Moreover, the quality of center-based programs also depends on state and local conditions. In some low-income communities, public investment targeted on carefully regulated centers and preschools has effectively sustained programs of reasonably strong quality, at least with respect to structural factors. In other neighborhoods where infrastructure is weak, financial incentives have been insufficient to sustain higher quality centers. The mix of centers and preschools run by school districts, nongovernment organizations, and for-profit firms also affects average quality levels, especially when centers operate under weak state regulation. The GUP Project, for instance, has detailed the ample supply of low-quality centers in Florida. Beyond efforts to increase subsidy take-up rates, states may need to address the political and economic forces that surround neighborhood populations of child care organizations to simultaneously bolster supply and improve the quality of care.

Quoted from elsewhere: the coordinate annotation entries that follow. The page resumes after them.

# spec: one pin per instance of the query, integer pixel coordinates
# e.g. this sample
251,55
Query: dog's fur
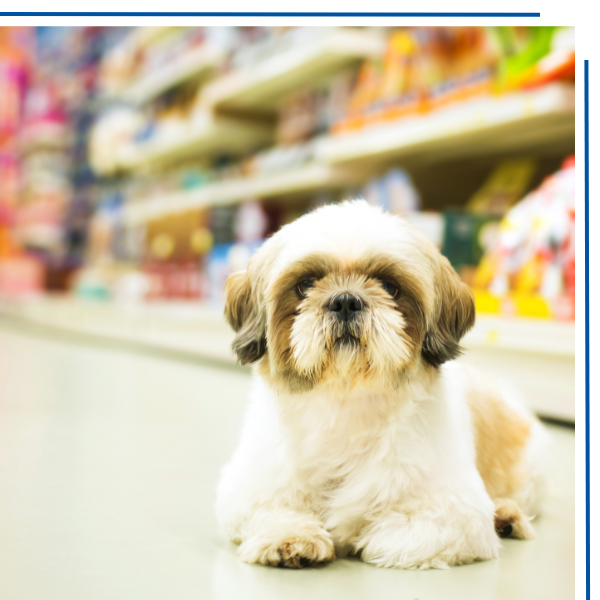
382,446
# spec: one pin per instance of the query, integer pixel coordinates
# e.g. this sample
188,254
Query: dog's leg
286,538
429,536
511,522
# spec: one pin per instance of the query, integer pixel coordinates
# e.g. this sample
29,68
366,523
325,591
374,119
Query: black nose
345,306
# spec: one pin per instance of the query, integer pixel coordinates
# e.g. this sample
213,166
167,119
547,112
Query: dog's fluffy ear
246,317
455,316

In sum, federal and state governments have significantly increased spending on child care and preschools for low-income families since 1996. Use of vouchers for kith and kin providers has grown rapidly, and the supply of centers and family child care homes in major urban states is struggling to keep pace with child population growth. The constraints on center supply may be limiting parental choice and pushing families toward kith and kin caregivers. The supply of quality care options is uneven, especially in poor and middle-income communities, and the number of providers entering the child care market may be tapering off due to flagging subsidy take-up rates and the low reimbursement rates set by some states. Stronger efforts to expand high-quality child care options for low-income families will be needed to achieve the tandem goals of child care: enabling mothers to work and enhancing the development of children.